Regionali, Sabatini: “Stop a tasse ingiuste sull’agricoltura, i contadini andrebbero premiati”

Marco Sabatini, candidato al Consiglio regionale per Sì Toscana a Sinistra, interviene sul tema della tassazione in agricoltura.

In Italia, l’1% della popolazione detiene il 14% della ricchezza e non si capisce perché il Governo, per coprire la ‘marchetta’ elettorale degli 80 euro abbia dovuto mettere l’Imu sui terreni agricoli, come del resto sui capannoni – dichiara Sabatini -. Quei contadini che hanno ancora il coraggio di coltivare la terra dovrebbero ricevere un premio ed invece vengono salassati indipendentemente dal loro reddito e dal loro patrimonio e a nessuno sembra importare se su quei terreni sia piombata un’alluvione”.

Purtroppo, anche il Presidente Rossi e la Regione, come per i tagli sulla sanità, accetta supinamente i provvedimenti fatti dal suo partito e dal suo Governo a livello nazionale  Si va a colpire così l’eccellenza del nostro territorio, quel valore in più che associa un ambiente unico a tanti prodotti di qualità. Quella dell’Imu in agricoltura è infatti una tassa fortemente ingiusta che va a colpire lo strumento principale del lavoro delle persone: la terra – continua Sabatini. Noi di Sinistra siamo stati sempre contrari e abbiamo provato, anche in Parlamento, a rilanciare proposte alternative più eque che colpiscano, nella tassazione, le grandi ricchezze in maniera progressiva. Purtroppo, invece, la tendenza è quella di spolpare gli agricoltori più piccoli e ricreare il latifondo, in pratica dopo 50 anni i contadini e i loro discendenti si ritroveranno, da padroni delle loro terre, a garzoni dei grandi proprietari di turno. Insomma un brutto ritorno al passato”.
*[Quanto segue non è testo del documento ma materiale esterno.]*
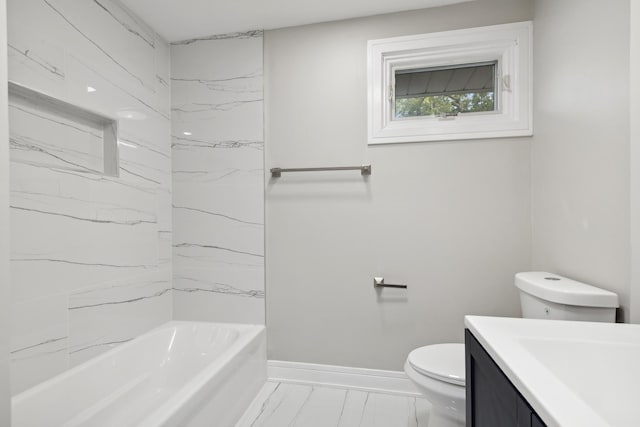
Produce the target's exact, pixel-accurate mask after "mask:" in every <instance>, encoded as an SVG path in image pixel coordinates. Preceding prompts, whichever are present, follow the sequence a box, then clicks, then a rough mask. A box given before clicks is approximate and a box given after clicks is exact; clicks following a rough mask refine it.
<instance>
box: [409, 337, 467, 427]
mask: <svg viewBox="0 0 640 427" xmlns="http://www.w3.org/2000/svg"><path fill="white" fill-rule="evenodd" d="M404 372H405V373H406V374H407V376H408V377H409V379H410V380H411V381H412V382H413V383H414V384H415V385H416V387H417V388H418V390H419V391H420V392H421V393H422V394H423V395H424V396H425V397H426V398H427V400H428V401H429V402H431V411H430V413H429V426H430V427H431V426H433V427H458V426H461V425H464V419H465V388H464V386H465V377H464V344H457V343H456V344H453V343H447V344H434V345H428V346H425V347H420V348H417V349H415V350H413V351H412V352H411V353H409V356H408V357H407V361H406V362H405V364H404Z"/></svg>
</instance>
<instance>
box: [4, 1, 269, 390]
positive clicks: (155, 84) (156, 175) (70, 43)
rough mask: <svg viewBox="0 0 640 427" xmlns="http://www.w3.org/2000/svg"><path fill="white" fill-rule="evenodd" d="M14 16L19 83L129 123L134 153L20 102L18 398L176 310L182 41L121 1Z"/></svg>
mask: <svg viewBox="0 0 640 427" xmlns="http://www.w3.org/2000/svg"><path fill="white" fill-rule="evenodd" d="M8 21H9V31H8V40H9V42H8V51H9V58H8V59H9V78H10V80H12V81H15V82H17V83H19V84H21V85H23V86H28V87H30V88H33V89H35V90H37V91H39V92H43V93H46V94H48V95H51V96H53V97H56V98H58V99H61V100H63V101H66V102H69V103H72V104H75V105H77V106H80V107H83V108H85V109H89V110H92V111H94V112H96V113H99V114H101V115H105V116H108V117H112V118H115V119H118V127H119V144H118V145H119V163H120V168H119V177H112V176H107V175H104V174H102V173H100V171H99V170H98V171H96V169H99V168H96V167H94V166H91V165H96V164H99V161H98V162H96V161H95V159H93V160H92V156H94V155H98V156H99V155H101V153H100V150H99V149H98V150H97V151H96V149H95V147H94V148H90V147H89V146H87V145H85V146H83V145H82V141H81V140H73V138H74V137H73V133H74V132H75V133H78V132H80V133H82V132H81V131H82V130H83V129H82V127H81V126H75V125H74V123H73V120H70V121H68V120H65V121H56V119H55V117H53V116H51V115H49V114H45V113H42V112H39V111H38V109H37V106H36V108H35V109H34V108H23V107H24V105H20V103H19V102H17V100H15V99H14V100H13V101H12V100H10V110H9V114H10V144H11V159H12V162H11V171H10V174H11V274H12V302H11V306H12V332H11V361H12V367H11V380H12V392H13V393H14V394H15V393H18V392H20V391H22V390H25V389H26V388H28V387H30V386H32V385H34V384H36V383H38V382H41V381H43V380H45V379H47V378H49V377H51V376H53V375H55V374H58V373H60V372H62V371H64V370H66V369H68V368H69V367H72V366H74V365H76V364H78V363H80V362H83V361H85V360H87V359H88V358H91V357H93V356H95V355H97V354H99V353H102V352H104V351H106V350H108V349H109V348H111V347H113V346H115V345H117V344H118V343H121V342H125V341H128V340H130V339H132V338H133V337H135V336H137V335H138V334H140V333H142V332H144V331H146V330H148V329H150V328H152V327H154V326H156V325H158V324H160V323H163V322H165V321H167V320H170V319H171V317H172V290H171V274H172V273H171V268H172V267H171V241H172V232H171V227H172V219H171V216H172V209H171V185H172V182H171V139H170V135H171V120H170V116H171V111H170V108H171V104H170V96H171V89H170V58H169V53H170V49H169V45H168V44H167V43H166V42H164V41H163V40H162V39H161V38H160V37H159V36H158V35H157V34H155V33H154V31H152V30H151V29H150V28H149V27H148V26H147V25H146V24H144V23H143V22H141V21H140V20H139V19H138V18H137V17H136V16H134V15H133V14H132V13H131V12H130V11H128V10H127V9H126V8H124V7H123V6H122V5H121V4H120V3H119V2H118V1H117V0H93V1H77V0H9V1H8ZM84 130H86V129H84ZM89 139H91V138H89ZM87 143H88V142H87ZM93 143H94V144H95V143H96V141H95V140H94V141H93ZM74 144H75V145H74ZM74 147H75V148H74ZM79 147H82V149H85V150H89V151H90V153H91V155H90V156H88V157H87V156H85V157H84V160H83V161H82V162H79V161H78V159H79V158H80V157H82V156H79V155H78V153H79V152H80V151H82V150H81V149H80V148H79ZM88 165H89V166H88ZM260 259H261V258H260Z"/></svg>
Come al passato si guarda se si tollera fenomeni come il caporalato che ormai è fortemente presente anche in Maremma dove le persone, spesso immigrati, sono fatte lavorare in condizioni ottocentesche – conclude Sabatini -. Governo e Regione dovrebbero pensare più  a questo e a mettere in sicurezza il territorio dal rischio idrogeologico, che tanti danni fa all’agricoltura, invece di continuare a spremere i contadini”.